Adapting commercial circuits and chips for duty in highly integrated systems like an Aegis destroyer radar is probably not worth the time and effort. These systems don’t get updated very often and use legacy software that isn’t easily ported to the latest architectures. But military drones and satellite are ideal use cases for leveraging the high performance, low cost, availability, and software programmability of commercial microelectronics.
Emerging unmanned systems like Air Force Skyborg or Army Air-Launched Effects drones and Navy Lionfish undersea vehicles need processors and memory chips for guidance and control, high performance parallel compute for target recognition, and high bandwidth radio processing to operate radars and jammers. All these components could be drawn from the pipeline supporting explosive growth in the use of connected devices, from 5G phones to mobile gaming and the Internet of Things. Building systems from commercial components will also help them affordably keep pace with the latest threats and technology.
China's military is already trying to exploit private sector innovation. Through its concept of Military-Civil Fusion, China has merged military and commercial technology development, allowing advances in such areas as artificial intelligence and networking to power Beijing’s surveillance apparatus.
But China has an Achilles’ Heel. Despite a decade of investment and presidential focus, China is unable to build the most sophisticated chips and depends on the U.S., Europe, and Japan for design software and manufacturing equipment to make commodity semiconductors. The U.S. government exploited this weakness with the Biden Administration’s recent export controls, which essentially cut China off from the Western inputs it needs to build its own chips or buy them abroad.

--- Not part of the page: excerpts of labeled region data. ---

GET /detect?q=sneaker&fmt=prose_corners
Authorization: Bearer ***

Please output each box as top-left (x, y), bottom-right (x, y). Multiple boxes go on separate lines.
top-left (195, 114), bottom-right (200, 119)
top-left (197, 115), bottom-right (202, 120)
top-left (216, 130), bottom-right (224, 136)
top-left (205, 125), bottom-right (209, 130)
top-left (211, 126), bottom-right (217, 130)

China will eventually circumvent Washington’s restrictions on chipmaking equipment and know-how and may even become able to build its own leading-edge chips. In the narrow window before that happens, the Pentagon needs to exploit America’s commercial microelectronics advantage. By harnessing the torrent of chips, circuits, and antennas coming out of U.S. and allied factories, the U.S. military could field the fleets of air and maritime drones it will need to keep China at bay.